According to the MM Hypothesis:
- The market value of a firm's equity shares depends solely on its earning power and is not influenced by how earnings are split between dividends and retained earnings.
- Market value of equity shares is not affected by dividend size.
- There is no meaningful distinction between dividends and share repurchases — both are simply ways to return cash to shareholders.
## Assumptions
- Perfect capital markets exist and investors are rational.
- No taxes.
- All investments are financed through equity only.
- No floatation or transaction costs.
- Investors can forecast future prices and dividends with certainty.
## The Central Idea
Under these assumptions, if a firm pays a dividend, it must raise an equal amount of new equity to fund its investments. The share price falls by exactly the dividend paid, leaving the shareholder's total wealth unchanged. Hence the dividend decision is irrelevant — value comes from the firm's earning power and investment opportunities, not from how it packages the return of cash.

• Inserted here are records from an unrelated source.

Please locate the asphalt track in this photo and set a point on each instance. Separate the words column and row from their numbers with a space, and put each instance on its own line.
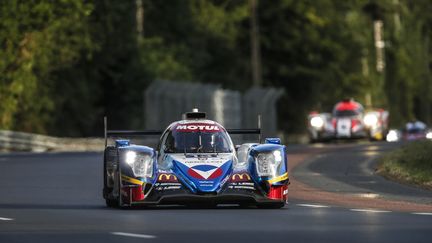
column 56, row 197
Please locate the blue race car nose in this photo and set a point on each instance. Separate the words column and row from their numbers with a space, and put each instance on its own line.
column 204, row 178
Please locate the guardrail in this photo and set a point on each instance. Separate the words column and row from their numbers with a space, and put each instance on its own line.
column 21, row 141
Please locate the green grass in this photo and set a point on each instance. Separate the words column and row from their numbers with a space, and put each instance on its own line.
column 411, row 164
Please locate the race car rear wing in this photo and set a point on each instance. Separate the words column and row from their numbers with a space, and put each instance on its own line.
column 138, row 133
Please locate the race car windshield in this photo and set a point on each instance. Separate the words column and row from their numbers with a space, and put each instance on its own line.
column 197, row 142
column 345, row 113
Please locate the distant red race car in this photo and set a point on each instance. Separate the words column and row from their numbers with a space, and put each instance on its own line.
column 348, row 120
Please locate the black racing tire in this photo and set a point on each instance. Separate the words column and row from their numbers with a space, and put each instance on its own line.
column 112, row 203
column 274, row 205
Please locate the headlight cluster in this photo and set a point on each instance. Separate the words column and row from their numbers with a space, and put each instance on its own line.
column 142, row 164
column 370, row 120
column 268, row 163
column 392, row 136
column 317, row 122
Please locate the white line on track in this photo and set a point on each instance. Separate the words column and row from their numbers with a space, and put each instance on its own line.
column 429, row 214
column 134, row 235
column 312, row 205
column 369, row 210
column 5, row 219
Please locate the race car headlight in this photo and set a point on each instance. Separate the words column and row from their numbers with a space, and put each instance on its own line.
column 392, row 136
column 317, row 122
column 142, row 164
column 370, row 120
column 268, row 163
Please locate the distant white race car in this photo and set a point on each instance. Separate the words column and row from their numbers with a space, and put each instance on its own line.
column 348, row 120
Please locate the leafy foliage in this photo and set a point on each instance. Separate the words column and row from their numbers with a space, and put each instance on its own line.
column 67, row 63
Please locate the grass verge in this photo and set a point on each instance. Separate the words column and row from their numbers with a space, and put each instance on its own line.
column 412, row 164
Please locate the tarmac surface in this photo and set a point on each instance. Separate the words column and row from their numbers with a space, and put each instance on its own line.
column 56, row 197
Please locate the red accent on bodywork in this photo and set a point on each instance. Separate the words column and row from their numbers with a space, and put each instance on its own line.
column 277, row 192
column 343, row 106
column 354, row 123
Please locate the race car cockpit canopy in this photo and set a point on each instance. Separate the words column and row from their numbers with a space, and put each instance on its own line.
column 197, row 138
column 348, row 108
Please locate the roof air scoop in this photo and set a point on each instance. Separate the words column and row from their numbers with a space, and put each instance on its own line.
column 195, row 114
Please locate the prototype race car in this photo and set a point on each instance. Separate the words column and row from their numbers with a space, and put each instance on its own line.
column 195, row 163
column 349, row 120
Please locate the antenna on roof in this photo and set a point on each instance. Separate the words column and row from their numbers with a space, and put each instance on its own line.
column 195, row 114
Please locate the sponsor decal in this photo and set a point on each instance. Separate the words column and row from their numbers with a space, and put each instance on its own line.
column 164, row 186
column 131, row 180
column 194, row 127
column 279, row 178
column 205, row 172
column 240, row 177
column 242, row 185
column 167, row 178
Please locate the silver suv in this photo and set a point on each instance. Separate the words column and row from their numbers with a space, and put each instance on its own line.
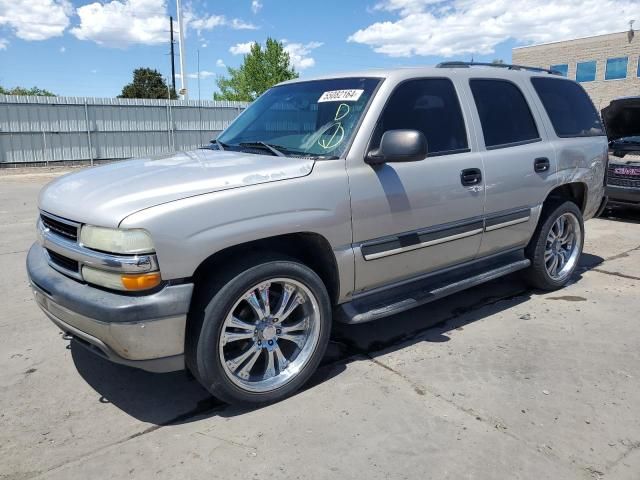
column 351, row 197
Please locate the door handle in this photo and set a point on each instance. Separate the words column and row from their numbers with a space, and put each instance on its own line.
column 541, row 164
column 470, row 177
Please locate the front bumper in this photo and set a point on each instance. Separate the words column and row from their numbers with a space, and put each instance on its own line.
column 623, row 195
column 145, row 331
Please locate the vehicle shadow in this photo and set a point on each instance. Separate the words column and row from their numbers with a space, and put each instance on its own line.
column 621, row 214
column 174, row 398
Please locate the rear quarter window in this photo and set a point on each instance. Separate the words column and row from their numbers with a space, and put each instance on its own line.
column 505, row 116
column 570, row 109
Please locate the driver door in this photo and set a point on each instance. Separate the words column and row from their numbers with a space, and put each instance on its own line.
column 416, row 217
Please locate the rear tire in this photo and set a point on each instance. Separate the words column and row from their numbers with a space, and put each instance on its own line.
column 556, row 246
column 260, row 332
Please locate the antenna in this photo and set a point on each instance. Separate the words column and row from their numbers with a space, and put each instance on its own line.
column 173, row 56
column 183, row 74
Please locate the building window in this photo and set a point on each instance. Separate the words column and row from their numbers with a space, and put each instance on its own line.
column 586, row 71
column 616, row 68
column 562, row 69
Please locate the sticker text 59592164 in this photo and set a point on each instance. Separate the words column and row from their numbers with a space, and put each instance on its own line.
column 341, row 96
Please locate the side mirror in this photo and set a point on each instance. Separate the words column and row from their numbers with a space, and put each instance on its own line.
column 399, row 146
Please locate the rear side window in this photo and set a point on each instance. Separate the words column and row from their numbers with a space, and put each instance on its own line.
column 569, row 107
column 431, row 106
column 505, row 116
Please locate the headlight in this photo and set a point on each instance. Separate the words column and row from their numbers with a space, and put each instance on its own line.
column 121, row 281
column 116, row 240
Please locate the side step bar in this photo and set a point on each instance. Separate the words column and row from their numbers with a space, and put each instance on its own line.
column 399, row 299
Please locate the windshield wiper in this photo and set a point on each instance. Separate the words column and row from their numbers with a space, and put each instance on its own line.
column 266, row 146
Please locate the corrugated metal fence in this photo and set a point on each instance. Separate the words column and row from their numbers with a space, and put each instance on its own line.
column 43, row 130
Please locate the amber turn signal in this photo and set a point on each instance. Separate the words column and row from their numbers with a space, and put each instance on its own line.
column 141, row 282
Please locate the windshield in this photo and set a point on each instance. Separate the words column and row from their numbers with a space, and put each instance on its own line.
column 316, row 118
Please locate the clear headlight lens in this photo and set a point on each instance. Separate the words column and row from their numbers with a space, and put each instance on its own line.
column 116, row 240
column 121, row 281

## Formula (Value of the Firm)
The value of the firm remains unchanged due to the dividend decision. MM uses a valuation formula based on the principle that the current price equals the present value of the next dividend plus the year-end price:
$$P_0 = \frac{D_1 + P_1}{1 + K_e}$$
(where P₁ is the price at the end of year 1) — and the number of new shares to be issued is derived from the firm's financing need after paying dividends.
## Key Takeaway
MM's irrelevance proposition is the theoretical opposite of Walter, Gordon and Lintner: in a perfect, tax-free, frictionless market, what you pay as dividend you lose in capital value — so policy doesn't matter.